Oben drauf könnten noch Erträge aus Übernahmen kommen. Der mittelfristig optimistische Ausblick dürfte der Henkel-Aktie schon bald zu neuen Hochs verhelfen.





SAP-Aktie: Dreistelliger Kursbereich ist das Ziel



Auf den ersten Blick ist die Aktie von SAP keinesfalls günstig. Das 2017er-KGV beträgt mehr als 19. Damit belegt Europas größter Softwarehersteller im DAX-Ranking einen Platz in den hinteren Reihen.

Allerdings ist dies nicht weiter schlimm, denn die Bewertungskennziffer muss immer mit den eigenen Wachstumsaussichten in Verbindung gebracht werden. Mit einer erwarteten Gewinnsteigerung von 36 Prozent ist SAP einer der Top-Wachstumswerte innerhalb der deutschen Börsenelite.

Der Konzern profitiert derzeit vom Übergang zu cloudbasierten Produkten.
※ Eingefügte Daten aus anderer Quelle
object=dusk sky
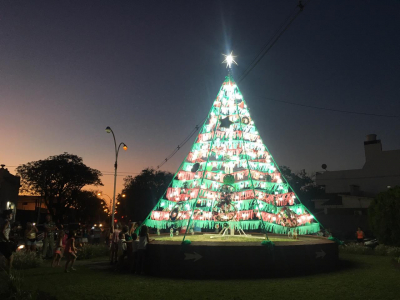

Die hohe Nachfrage nach Internetlösungen - die Sparte wuchs im dritten Quartal um rund ein Viertel - motivierte SAP-Chef Bill McDermott sogar, die Jahresprognose für den Gewinn anzuheben. Wir trauen der Aktie Potenzial bis auf die 100-Euro-Marke zu.





VW Vz.-Aktie: Turnaround-Wette für das neue Jahr



Wer hätte das gedacht? Rang 2 beim KGV, Rang 8 beim erwarteten Gewinnwachstum und der Spitzenplatz beim Dividendenwachstum: Das ist das Ergebnis unserer Auswertung. Damit zählt die VW-Aktie zu den attraktivsten Titeln im DAX.

Dies ist aber nicht der einzige Grund, warum wir den arg gebeutelten Autokonzern auf "Kaufen" hochstufen. Das Gros der schlechten Nachrichten dürfte der Aktienkurs mittlerweile verarbeitet haben und operativ läuft es besser als erwartet.

Einerseits ist es nicht zu dem befürchteten Absatzeinbruch gekommen: Die Wolfsburger dürften sogar im Jahr der schlimmsten Unternehmenskrise erstmals größter Autohersteller der Welt geworden sein. Andererseits nimmt der jüngste Vergleich mit den US-Umweltbehörden bezüglich der 3,0-Liter-Dieselmotoren Unsicherheiten aus dem Markt.

Wir gehen davon aus, dass allmählich die operativen Erfolge wieder in den Vordergrund rücken und der günstig bewerteten Aktie Aufwind geben werden. Gegenwärtig ist der Kurs bereits dabei, seine Konsolidierungsphase nach oben aufzulösen.